Qui désire, au cimetière Montmartre, rendre visite, et hommage à Michel Galabru peut suivre cet itinéraire (je laisse volontairement de côté les défunts enterrés dans des secteurs excentrés de la nécropole) :
– dès l’entrée un salut à Sacha Guitry (1885-1957) , tant admiré :
Par une froide matinée de l’automne 1953, un jeune homme arpente d’un pas indécis le trottoir d’une avenue bordant le Champ-de-Mars à Paris. Et s’il n’a pas l’air de savoir où il va, c’est qu’il sait trop bien où il devrait aller. Seulement voilà…
De temps en temps, il jette un coup d’oeil vers les fenêtres d’une belle maison particulière comme pour guetter un signe… Dans sa poche il y a une lettre d’introduction, comme on dit. Mais plus il y pense, plus il se demande si c’est une bonne idée. Certes c’est simple d’aller voir un homme, de lui dire qu’on l’admire, qu’en somme, il est tout pour vous… Oui, mais tout de même, comment oser ? Surtout avec cette lettre chiffonnée. Voilà, c’est ça, avec une autre là, il aurait le courage, il irait sonner… Alors, on lui ouvrirait, on l’annoncerait, et il entendrait l’inimitable voix du maître résonner sous la voûte du premier étage. Finalement rien ne presse… il reviendra demain, ou un autre jour…
Je vais vous faire un aveu, ce jeune homme c’était moi. Quant à celui que je n’ai jamais osé aller importuner, cet homme qui avait illuminé ma vie et décidé de ma vocation théâtrale par son génie, sa culture, son charme, sa fantaisie et son esprit c’était Sacha Guitry. Et si la vie des grands hommes n’a parfois rien d’extraordinaire, la sienne, au contraire, a été riche, étincelante, brillante, un peu comme s’il avait décidé de la façonner à l’image de son oeuvre. (extrait du livre Galabru raconte Guitry, Flammarion, 2001).

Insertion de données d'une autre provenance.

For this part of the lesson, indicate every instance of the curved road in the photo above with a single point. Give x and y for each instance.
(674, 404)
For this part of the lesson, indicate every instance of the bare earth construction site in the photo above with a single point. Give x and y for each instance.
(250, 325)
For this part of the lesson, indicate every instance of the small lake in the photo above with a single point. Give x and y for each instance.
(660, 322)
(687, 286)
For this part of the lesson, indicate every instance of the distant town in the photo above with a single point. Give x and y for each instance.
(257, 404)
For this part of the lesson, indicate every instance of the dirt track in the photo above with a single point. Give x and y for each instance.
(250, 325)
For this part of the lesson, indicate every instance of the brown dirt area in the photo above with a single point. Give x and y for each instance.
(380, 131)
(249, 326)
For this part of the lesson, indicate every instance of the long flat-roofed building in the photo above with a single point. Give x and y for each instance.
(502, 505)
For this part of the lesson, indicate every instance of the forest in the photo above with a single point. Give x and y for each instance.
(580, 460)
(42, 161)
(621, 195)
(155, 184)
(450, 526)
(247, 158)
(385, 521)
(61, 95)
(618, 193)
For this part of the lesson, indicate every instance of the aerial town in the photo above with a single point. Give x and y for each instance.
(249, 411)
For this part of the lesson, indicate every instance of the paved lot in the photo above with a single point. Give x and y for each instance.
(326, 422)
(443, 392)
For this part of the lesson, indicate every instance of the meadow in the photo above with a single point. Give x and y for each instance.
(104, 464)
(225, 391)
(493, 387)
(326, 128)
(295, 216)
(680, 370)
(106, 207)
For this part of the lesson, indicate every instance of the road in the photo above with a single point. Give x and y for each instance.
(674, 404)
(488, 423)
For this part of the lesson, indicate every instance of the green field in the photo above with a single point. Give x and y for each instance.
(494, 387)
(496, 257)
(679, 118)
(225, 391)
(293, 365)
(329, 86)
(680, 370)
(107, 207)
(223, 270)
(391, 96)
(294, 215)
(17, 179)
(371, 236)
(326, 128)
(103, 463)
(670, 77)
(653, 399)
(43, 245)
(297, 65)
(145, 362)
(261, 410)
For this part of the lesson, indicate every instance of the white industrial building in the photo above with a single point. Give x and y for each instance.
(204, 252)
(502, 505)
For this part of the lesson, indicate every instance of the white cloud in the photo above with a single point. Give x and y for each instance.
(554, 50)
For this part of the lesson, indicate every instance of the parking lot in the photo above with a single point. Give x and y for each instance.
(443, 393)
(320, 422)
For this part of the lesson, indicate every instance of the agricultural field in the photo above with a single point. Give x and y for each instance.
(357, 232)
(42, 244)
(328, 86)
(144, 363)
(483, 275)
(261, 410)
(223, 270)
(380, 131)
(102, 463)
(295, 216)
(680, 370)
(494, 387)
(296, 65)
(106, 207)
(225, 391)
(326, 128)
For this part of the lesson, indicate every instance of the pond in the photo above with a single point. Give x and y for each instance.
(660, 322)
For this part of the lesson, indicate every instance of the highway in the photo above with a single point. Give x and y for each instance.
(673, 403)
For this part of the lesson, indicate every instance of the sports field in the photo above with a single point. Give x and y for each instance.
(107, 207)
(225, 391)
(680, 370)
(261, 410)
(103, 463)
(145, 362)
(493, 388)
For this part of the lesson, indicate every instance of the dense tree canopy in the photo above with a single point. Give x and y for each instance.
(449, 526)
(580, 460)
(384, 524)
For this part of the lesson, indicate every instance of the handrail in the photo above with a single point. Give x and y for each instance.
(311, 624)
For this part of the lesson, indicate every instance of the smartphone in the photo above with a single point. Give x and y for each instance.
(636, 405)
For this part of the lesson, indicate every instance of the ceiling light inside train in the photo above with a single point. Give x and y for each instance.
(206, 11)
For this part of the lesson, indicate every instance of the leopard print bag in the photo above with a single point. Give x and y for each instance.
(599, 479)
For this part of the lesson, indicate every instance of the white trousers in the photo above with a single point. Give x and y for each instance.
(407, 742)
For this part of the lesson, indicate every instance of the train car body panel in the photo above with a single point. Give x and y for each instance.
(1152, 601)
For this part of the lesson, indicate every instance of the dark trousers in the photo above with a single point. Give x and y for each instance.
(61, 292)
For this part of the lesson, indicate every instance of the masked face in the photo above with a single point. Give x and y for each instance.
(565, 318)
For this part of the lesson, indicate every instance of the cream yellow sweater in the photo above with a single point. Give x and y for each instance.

– au rond-point (où se trouve la chapelle funéraire d’Eugène Labiche, 1815-1888, dont il interpréta et mit en scène Le Voyage de Monsieur Perrichon), prendre à gauche l’avenue de la Croix et ne pas rater, en bordure, à main gauche, la sépulture du comédien Jacques Legras (1924-2006), son partenaire dans Le Petit Baigneur.
– ceux qui connaissent bien le cimetière feront alors un crochet vers le chemin Guersant et le tombeau de famille de Georges Feydeau (1862-1921) que Michel Galabru servit en jouant (et parfois en mettant en scène) On purge bébé ou Chat en poche.
– plus loin, de retour dans cette même allée de la Croix, mais côté droit, les tombes de Robert Rollis (1921-2007) (avec qui il partagea l’affiche de La Guerre des boutons) puis de Jacques Charon (1920-1975) au côté duquel il joua Le Bourgeois gentilhomme.
– en traversant la 30è division, voici le haut monument de Mitty Goldin (1895-1956), ancien directeur du théâtre Mogador (où Michel Galabru triompha dans La Femme du boulanger, en 1985).
– enfin, dans la 32è division, avenue de Montmorency, face aux dernières demeures des frères Goncourt et de Miss Bluebell (on imagine mal voisins plus dissemblables), le dernier lieu de repos de Michel Galabru et de son épouse, Claude, décédée quelques mois avant lui. Cette mort qui suivait celle de son frère adoré avait laissé le comédien à ce point désemparé qu’il avait déclaré, fin septembre, au quotidien Libération : La vie commence à ne plus m’intéresser (…) J’ai d’ailleurs songé quelques fois à me supprimer, n’y renonçant que faute de courage. Un peu comme pour le reste, moi qui ne suis qu’un lamentable velléitaire, capable de rester des heures à rêvasser ou méditer, assis sans rien faire, repoussant toujours les choses à faire au dernier moment.